After the Beatles’ break-up, Preston continued to work with Harrison, Lennon, and Starr on solo projects into the 1980s. Among his other well-known musical contributions, Preston co-wrote “You are so Beautiful” with Bruce Fisher, which he recorded on his 1974 album The Kids and Me.

Starting in the 1960s, various television shows and films featured Preston.  He played with the house band of Shindig. In 1975, Saturday Night Live invited Preston to perform on its first episode.  He also appeared in the film Sgt. Pepper’s Lonely Hearts Club Band (1978), Blues Brothers 2000, and American Idol (2005).

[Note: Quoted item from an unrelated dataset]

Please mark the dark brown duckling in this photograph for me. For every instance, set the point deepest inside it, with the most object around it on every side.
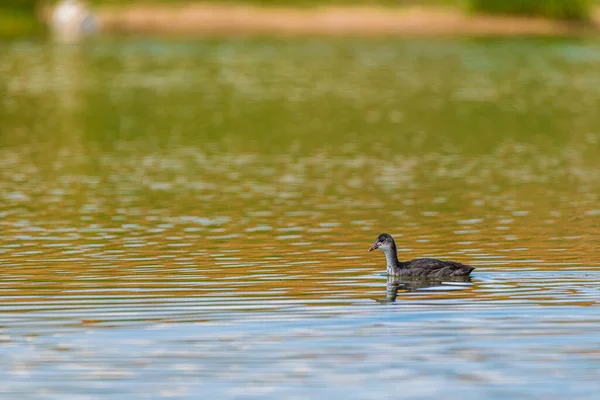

Throughout his career, Preston battled drug problems. In the late 1990s, he served several years in prison for violating probation and insurance fraud.  Preston died in Scottsdale, Arizona, on June 6, 2006, but his musical influence still can be seen today in musical genres ranging from pop to Pentecostal gospel performances.

Source:

Billy Preston, Billy Preston in Concert (That's the Way God Planned It) (Los Angeles: Robert Ellis & Associates, 1973); John Daniel Saillant, "William Everett "Billy" Preston," in African American National Biography: Volume Six, ed. Henry Louis Gates, Jr. and Evelyn Brooks-Higginbotham (New York: Oxford University Press, 2008); Jon Pareles, "Billy Preston, 59, Soul Musician, Is Dead; Renowned Keyboardist and Collaborator," New York Times, 7 June 2006.